第111話
無駄に豪華で金ピカな部屋……
歴代の教皇の権威の象徴のつもりか、何度来ても呆れる成金趣味丸出しだ!
本人は質素と言うか、「男の娘」関係以外は無駄を省く性格なのに……
いや、「男の娘」に全てをかけるから他には予算を回せないのか?
確かロマリアの聖歌隊って200人から居るぞ。
ハーレム200人なら費用は莫大だよな……
どんだけ、エロに金使ってんだ!
私だって男の浪漫本購入の予算捻出には苦労しているんだが……
これだから生臭さ坊主は嫌なんだよ!
SIDEヴィットーリオ
なんだ?
その批判的な眼差しは……
貴様も巨乳とかほざいてるから国が割れるんだぞ!
貴様に「男の娘」の良さを叩き込んでやろうか?
「それで、ウェールズ皇太子のご用件を伺いましょう」
不穏な空気が漂う室内で感情の籠もらない声で訊ねる……
「ブリミル教の司教……
オリヴァー・クロムウェルをご存知ですか?」
ジュリオに拘束された枢機卿を見て答える。
「そこの枢機卿の派閥の一員ですね。
一応、知っていますよ」
「そうですか……
その男が、美乳派なる教祖となりアルビオンにて武装蜂起。
ダータルネスを占領しロンディニウムに侵攻しています。
これはロマリアがアルビオンに対して宣戦布告した!
と、理解して宜しいか?」
「なっ……
口が過ぎますよ、ウェールズ殿!
教皇に対してなんと不敬な」
嗚呼……
ジュリオ!
真っ赤になって私の為に怒ってくれるんだね!
今夜の相手は君だけだ。
聖歌隊のメンバーは呼ばないし今夜も君を寝かさないよ。
ハァハァ……たまらんなぁ!
「ジュリオ、良いのだ。
ウェールズ殿、何故オリヴァー・クロムウェル司教がロマリアの尖兵と思われるのか?」
「聖地奪還……
そう唱えてアルビオン国内から有志を募っています。
殆どは傭兵とアルビオン王家に隔意有る一部の貴族ですが……」
なる程、殉教者として認められては困る訳だな。
「聖地奪還……か。
殉教者では無いのですか?」
「何ですと!」
さて、殉教者で無いと認めてあげるのに、どれだけの譲歩を引き出しますかね?
寄付を募るか、アルビオン国内にブリミル教会を新築させるか……
「つまり……
教皇は、美乳派がブリミル教の教えと公式に認められるのですな」
「なっ何故そうなるのですか?」
「男の娘……
でしたか?
教皇のお気に入りの聖歌隊やジュリオ助祭枢機卿も、偽りの寵愛ですか?
美乳派か……
所詮は教皇も女性のオッパイ好きなのですね」
なっななな、何を言い出すんだ!
私が、私の「男の娘」への気持ちが偽りだと!
「いえ、公式にアルビオンで美乳派を押し進めるなら、オッパイ好きな教皇として国内外に伝える迄です。

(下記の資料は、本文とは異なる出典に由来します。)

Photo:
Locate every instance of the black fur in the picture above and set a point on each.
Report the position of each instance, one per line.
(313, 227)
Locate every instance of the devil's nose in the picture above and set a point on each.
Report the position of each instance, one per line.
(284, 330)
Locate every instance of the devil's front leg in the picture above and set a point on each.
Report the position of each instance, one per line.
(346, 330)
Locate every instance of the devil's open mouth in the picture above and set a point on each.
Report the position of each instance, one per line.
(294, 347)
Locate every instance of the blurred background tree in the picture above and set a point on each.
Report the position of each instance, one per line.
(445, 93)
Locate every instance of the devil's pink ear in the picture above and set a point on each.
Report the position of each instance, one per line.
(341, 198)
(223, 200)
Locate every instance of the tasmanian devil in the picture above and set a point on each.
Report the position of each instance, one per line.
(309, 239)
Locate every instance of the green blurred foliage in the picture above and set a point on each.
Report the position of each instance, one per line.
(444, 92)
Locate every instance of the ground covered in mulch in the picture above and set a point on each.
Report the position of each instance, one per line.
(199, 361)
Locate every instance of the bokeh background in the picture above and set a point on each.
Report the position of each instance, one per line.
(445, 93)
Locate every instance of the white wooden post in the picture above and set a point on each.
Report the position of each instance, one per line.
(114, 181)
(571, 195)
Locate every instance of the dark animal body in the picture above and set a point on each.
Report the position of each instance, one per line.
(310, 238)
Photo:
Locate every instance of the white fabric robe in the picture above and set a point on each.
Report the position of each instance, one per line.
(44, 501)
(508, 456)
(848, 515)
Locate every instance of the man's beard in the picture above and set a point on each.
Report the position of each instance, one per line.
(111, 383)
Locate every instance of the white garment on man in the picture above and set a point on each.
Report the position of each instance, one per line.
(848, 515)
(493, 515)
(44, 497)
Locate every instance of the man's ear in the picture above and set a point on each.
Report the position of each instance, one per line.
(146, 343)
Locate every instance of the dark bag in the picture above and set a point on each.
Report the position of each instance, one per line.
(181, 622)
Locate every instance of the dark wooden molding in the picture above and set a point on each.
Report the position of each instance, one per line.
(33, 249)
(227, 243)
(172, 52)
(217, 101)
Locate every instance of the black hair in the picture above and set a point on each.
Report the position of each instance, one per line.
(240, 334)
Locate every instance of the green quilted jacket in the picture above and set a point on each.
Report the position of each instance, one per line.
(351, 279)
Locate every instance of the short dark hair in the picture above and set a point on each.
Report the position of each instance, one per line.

我らアルビオンは巨乳派で有り、ゲルマニアは貧乳と巨乳の住み分けの地。
トリステインは貧乳派が台頭しています。
ガリアは……
聞けばジョゼフ王は巨乳派だそうです。
我ら始祖の子らに、始祖の弟子たる貴方達が美乳派を力ずくで押し付けるのですから……」
何を言い出すのだ?
ロマリアが、ロマリア全土が美乳派だと……
フザケルナ!
「もうお話する事はないでしょう。
美乳派の頭領ヴィットーリオ殿……」
「お待ちなさい。
それは間違った認識ですよ!
私は美乳派など認めてません」
「では、アルビオンに滞在する連中は、オリヴァー・クロムウェルは、ロマリアのヴィットーリオ殿とは趣味が異なりブリミル教とも無関係の連中として扱って良いのですね?」
くっ……
私の大切な「男の娘」をタテに取られては何も言えないではないか。
「そうです。
そして美乳派なる悪の集いは、そこの彼の派閥の独断で有り処罰もこちらで行います」
「なっ……
何故だ!
私は無関係だぞ」
話の流れに乗れずボーっと聞いていた枢機卿は、いきなり処罰されると言われ混乱した!
「黙りなさい!
貴方のお陰で、アルビオンとロマリアが開戦の危機だったのです。
当たり前でしょう。
しかも、アルビオンの皇太子に対して引き留め工作までしている。
もはや言い逃れはできませんよ……
ジュリオ、彼を異端として拘束し彼の派閥全員を捕らえなさい」
「はっ!
こちらに来るのだ、異端者め」
小柄な体格で、小太りの枢機卿を引き摺って行くジュリオ……
アルビオンから毟り取れない分は、反教皇派の貴方達から貰いますよ。
私は無駄と損は嫌いなのです。
「見事な対処ですね。
無意味に足止めされた件は、無かった事にします。
では、オリヴァー・クロムウェルは、ブリミル教と無関係の異端者として扱いますが宜しいですね」
「良いでしょう。
正式に書類にして渡します」
全く、今までのウェールズ皇太子ならプライドや建て前論しか言えず、ブリミル教に対しても遠慮が有った筈だ。
今回は何だ?
王族が言い掛かりか恐喝紛いの方法で、良いように話を進めてきた。
しかも私の性癖をタテに取り、周りの国々と連携して噂を広めるだと……
このボンボン皇太子を変えた要因はなんだ?
一礼し出て行くウェールズ皇太子を見ながら考える……
これは、レコンキスタも長くはないですね。
つまりブリミル教の元司教の反乱軍は負けると言う事です。
疲弊したアルビオンでのブリミル教の威信は地に落ちるか……
全く問題ばかり起こしてからに。
トリステインの園遊会に出たバリベリニ助祭枢機卿からも、気になる報告が有りましたし……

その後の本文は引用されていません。